The Port of Los Angeles is suffering as a result of record-breaking volume.

Rents are rising as warehouse space cannot keep up with demand.

As output boosted the US economy in July, volume at The Port of Los Angeles reached its sixth all-time high in seven months, raising concerns about the area’s infrastructure, warehousing demand, and rate structures.

A total of 935,345 Twenty-Foot Equivalent Units (TEUs) were processed in July, breaking the previous record from 2019 by 2.5%.
At a news conference on Wednesday, Port of Los Angeles Executive Director Gene Seroka stated, “Remarkably, we continue to move record amounts of cargo while working down the backlog of ships by almost 90%, a remarkable accomplishment by all of our partners.

“Even with the current rail challenges, our marine terminals are more fluid than last year.

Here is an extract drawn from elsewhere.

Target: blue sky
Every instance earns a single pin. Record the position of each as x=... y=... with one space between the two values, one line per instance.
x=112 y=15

That’s due in part to our data portal that allows our stakeholders to see around corners and tackle problems before they arise.”

Observing that ships are now waiting for space at numerous other ports across the US, Seroka claimed that the supply chain environment in Southern California has improved.

Regarding the biggest port in the world, Seroka remarked, “Our terminals have capacity. For cargo owners looking to re-chart their course, come to Los Angeles. We’re ready to help.”

Ordering of goods won’t slow down “anytime soon”
According to Brad Yates, Senior Vice President at Stream Realty Partners, as e-commerce grows, so does the demand for additional warehouse space, which has a significant influence on Southern California’s ports and roadways.
“With so much demand for warehouse space here, we will continue to see an increase in port activity,” Yates said. “As COVID-19 fueled this demand in early 2020, and now more people are ordering goods online, it will not slow anytime soon.

“We are also seeing many third-party logistics (3PLs) and warehouse users over-order their supply, as it has been hard to get goods from overseas since the pandemic started.

“The record volume has caused rental rates for industrial to rise dramatically. There is not enough warehousing supply to meet the influx of containers and product flooding the Southern California industrial market. With a sub 1% vacancy rate and a scarcity of industrial land, tenants are having a difficult time securing the space needed to store these goods.”

Roads in Los Angeles are not expanding at the same rate as the need for warehouse space, according to Yates, so the situation will only get worse as warehouse space becomes more in demand.
Additionally, he added, “It is also harder for trucking companies to hire and retain workers, If the imbalance between supply and demand continues, the lease rates will continue to rise. That imbalance coupled with many cities implementing moratoriums on new industrial development, especially in the Inland Empire, it is hard to forecast the supply of warehousing easing over the near future.

“We predict that tenants will be forced to be searching for warehousing in more peripheral markets where there is more supply of industrial land.”

Highest Rent Gains in Boston, New Jersey, and the Inland Empire

Supply-chain issues, according to Doug Ressler of Yardi CommercialEdge and, are making it more important than ever to be strategically situated and pay a premium for space in port areas, which have had the biggest increases in in-place rents in the past year.

According to Ressler, the areas with the highest rent increases are the Inland Empire (8.7%), Boston (8%), New Jersey (7.8%), Los Angeles (7%) and Orange County (6.8%). Additionally, port markets have the lowest vacancy rates. The Inland Empire is at 0.8%, Los Angeles is at 1.9%, and Orange County is at 3.1% in Southern California, which has the narrowest region.

According to Ressler,  “The United States is a consumption-driven economy, and most goods come into the country from elsewhere, Estimates peg transportation as accounting for at least half of companies’ supply-chain costs. Although energy prices have fallen of late, those costs are still elevated compared to historical averages.

“Recent supply-chain stresses have illuminated exactly how dependent the U.S. is on other countries for both raw materials and finished products. As a result, firms are now exploring reshoring and nearshoring of manufacturing, which would reshape supply chains but also lead to new challenges.”

He claimed that although more items would be produced domestically, port markets may see some alleviation.
According to Ressler, “U.S. rail and highway infrastructure will need to be upgraded to handle the increased domestic and cross-border movement of goods, In the near and medium term, current issues will be here to stay, as supply chains are massive, complex systems that take a long time to fundamentally change.”